Common options (ByteSocketOptionsBase)

| Option | Type | Default | Description | | ------------------------ | ------------------------------------- | ---------------------------- | -------------------------------------------------- | | debug | boolean | false | Enable debug logging | | serialization | "json" | "binary" | "binary" | Payload encoding format | | broadcastRoom | string | "__bytesocket_broadcast__" | Internal room used for global broadcasts | | authTimeout | number | 0 | Max milliseconds to wait for an auth response | | middlewareTimeout | number | 0 | Timeout for global middleware | | roomMiddlewareTimeout | number | 0 | Timeout for room middleware | | idleTimeout | number | 120000 | Milliseconds before an idle connection is closed | | sendPingsAutomatically | boolean | true | Send WebSocket pings to keep the connection alive | | origins | string[] | - | Allowed origin list (empty = all allowed) | | onMiddlewareError | "ignore" | "close" | function | "ignore" | Action when global middleware errors | | onMiddlewareTimeout | "ignore" | "close" | function | "ignore" | Action when global middleware times out | | msgpackrOptions | object | - | Options forwarded to the msgpackr Packr instance | | auth | AuthFunction | - | User‑supplied authentication handler |


Usage example (via an adaptor)

import { ByteSocket } from '@bytesocket/node';   // or '@bytesocket/uws'
import { SocketEvents } from '@bytesocket/core';

type MyEvents = SocketEvents<{
  "chat:message": { text: string };
  "user:joined": { userId: string };
}>;

const io = new ByteSocket<MyEvents>({ debug: true });

io.on('chat:message', (socket, data) => {
  console.log(\`${socket.id} says: ${data.text}\`);
});

io.broadcast('user:joined', { userId: 'server' });

// attach to an HTTP server or uWS app
io.attach(server, '/ws');

Adaptors

Transport‑specific implementations:

Both expose a concrete ByteSocket class that you instantiate directly and that implements IByteSocket.

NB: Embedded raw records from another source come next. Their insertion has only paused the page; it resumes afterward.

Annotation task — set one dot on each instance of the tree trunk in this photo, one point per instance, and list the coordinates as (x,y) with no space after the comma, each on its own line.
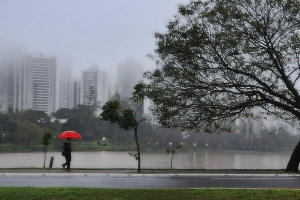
(138,149)
(45,156)
(293,163)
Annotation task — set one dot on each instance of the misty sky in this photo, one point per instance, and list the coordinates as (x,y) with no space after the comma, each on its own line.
(85,32)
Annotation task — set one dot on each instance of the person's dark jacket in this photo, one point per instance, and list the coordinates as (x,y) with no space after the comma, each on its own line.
(67,147)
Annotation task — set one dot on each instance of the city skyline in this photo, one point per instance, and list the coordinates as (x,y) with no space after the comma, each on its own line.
(84,33)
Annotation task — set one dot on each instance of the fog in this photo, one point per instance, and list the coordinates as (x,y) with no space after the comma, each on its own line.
(84,33)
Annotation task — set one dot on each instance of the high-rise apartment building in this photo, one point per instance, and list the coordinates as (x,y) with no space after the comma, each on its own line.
(27,82)
(95,80)
(66,89)
(76,92)
(11,63)
(129,74)
(40,84)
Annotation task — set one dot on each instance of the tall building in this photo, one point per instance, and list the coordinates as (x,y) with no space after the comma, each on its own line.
(27,82)
(76,92)
(129,74)
(40,84)
(94,79)
(11,63)
(66,89)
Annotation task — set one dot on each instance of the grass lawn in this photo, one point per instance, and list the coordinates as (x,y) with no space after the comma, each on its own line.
(11,193)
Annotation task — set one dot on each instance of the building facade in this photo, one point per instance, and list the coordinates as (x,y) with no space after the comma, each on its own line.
(28,82)
(94,80)
(66,89)
(76,93)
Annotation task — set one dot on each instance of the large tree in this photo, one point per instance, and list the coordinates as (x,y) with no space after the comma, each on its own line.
(219,59)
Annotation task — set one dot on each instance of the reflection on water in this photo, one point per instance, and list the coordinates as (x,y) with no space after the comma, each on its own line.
(181,160)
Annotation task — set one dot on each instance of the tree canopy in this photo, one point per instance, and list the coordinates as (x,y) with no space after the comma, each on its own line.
(219,59)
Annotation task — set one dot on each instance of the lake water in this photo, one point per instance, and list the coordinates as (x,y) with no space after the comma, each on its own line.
(121,159)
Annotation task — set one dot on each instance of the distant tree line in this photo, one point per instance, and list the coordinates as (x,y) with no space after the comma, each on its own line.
(27,127)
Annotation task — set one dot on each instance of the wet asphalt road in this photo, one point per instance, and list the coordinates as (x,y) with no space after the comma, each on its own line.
(102,180)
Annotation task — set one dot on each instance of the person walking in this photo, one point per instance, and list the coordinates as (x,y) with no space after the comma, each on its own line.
(67,149)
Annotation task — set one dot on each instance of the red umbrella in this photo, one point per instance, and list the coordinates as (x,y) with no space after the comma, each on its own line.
(71,134)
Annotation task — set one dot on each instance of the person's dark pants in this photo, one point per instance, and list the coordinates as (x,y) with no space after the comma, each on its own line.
(68,161)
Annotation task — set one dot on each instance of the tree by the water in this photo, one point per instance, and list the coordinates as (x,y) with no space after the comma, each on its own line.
(219,59)
(126,119)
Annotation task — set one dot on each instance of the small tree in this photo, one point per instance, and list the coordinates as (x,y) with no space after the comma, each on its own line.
(125,119)
(171,151)
(45,142)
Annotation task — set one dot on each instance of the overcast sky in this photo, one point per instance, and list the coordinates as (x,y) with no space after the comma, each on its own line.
(85,32)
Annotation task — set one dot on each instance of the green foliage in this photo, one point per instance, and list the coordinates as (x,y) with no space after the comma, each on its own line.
(127,120)
(111,111)
(11,193)
(172,150)
(219,59)
(62,113)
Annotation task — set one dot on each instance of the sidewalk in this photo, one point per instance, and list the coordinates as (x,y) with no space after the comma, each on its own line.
(144,171)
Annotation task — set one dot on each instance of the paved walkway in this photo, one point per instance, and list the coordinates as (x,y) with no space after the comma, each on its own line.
(143,171)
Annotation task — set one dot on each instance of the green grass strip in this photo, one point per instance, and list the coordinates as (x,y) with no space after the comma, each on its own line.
(28,193)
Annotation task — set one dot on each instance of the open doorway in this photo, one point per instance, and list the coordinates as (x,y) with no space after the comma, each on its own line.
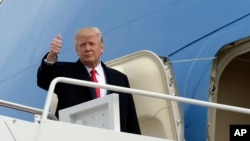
(230,84)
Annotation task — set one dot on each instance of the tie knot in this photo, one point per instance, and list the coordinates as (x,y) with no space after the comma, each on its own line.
(93,71)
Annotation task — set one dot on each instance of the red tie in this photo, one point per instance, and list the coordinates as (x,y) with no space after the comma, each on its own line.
(93,77)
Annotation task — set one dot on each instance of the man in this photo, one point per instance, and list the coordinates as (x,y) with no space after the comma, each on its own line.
(89,47)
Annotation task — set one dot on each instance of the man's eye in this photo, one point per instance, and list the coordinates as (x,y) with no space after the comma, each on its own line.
(91,44)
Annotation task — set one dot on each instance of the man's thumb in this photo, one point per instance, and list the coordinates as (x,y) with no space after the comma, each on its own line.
(59,36)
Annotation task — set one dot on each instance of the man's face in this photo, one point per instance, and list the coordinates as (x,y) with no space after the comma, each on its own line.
(89,49)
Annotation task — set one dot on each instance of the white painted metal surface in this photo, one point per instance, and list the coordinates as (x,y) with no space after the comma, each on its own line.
(101,112)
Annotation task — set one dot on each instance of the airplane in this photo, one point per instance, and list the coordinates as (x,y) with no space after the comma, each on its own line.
(207,44)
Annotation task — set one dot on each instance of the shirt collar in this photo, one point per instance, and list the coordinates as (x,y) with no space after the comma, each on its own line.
(98,69)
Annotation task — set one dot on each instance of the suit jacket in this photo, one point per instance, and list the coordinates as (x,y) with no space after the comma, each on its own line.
(70,95)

Testing with shared utilities

// packages/node/tests/connection.test.ts
import * as vitest from "vitest";
import { serverConnectionTest } from "@bytesocket/server/test-utils";
import { createByteSocket, createByteSocketServer, destroyByteSocketServer } from "./factory";

describe("ByteSocket node: Connection", () => {
	serverConnectionTest(vitest, createByteSocket, createByteSocketServer, destroyByteSocketServer);
});

Your factory file provides the three functions that wrap your specific transport setup, returning instances typed as IByteSocket<TestEvents>. The shared test suite handles the rest.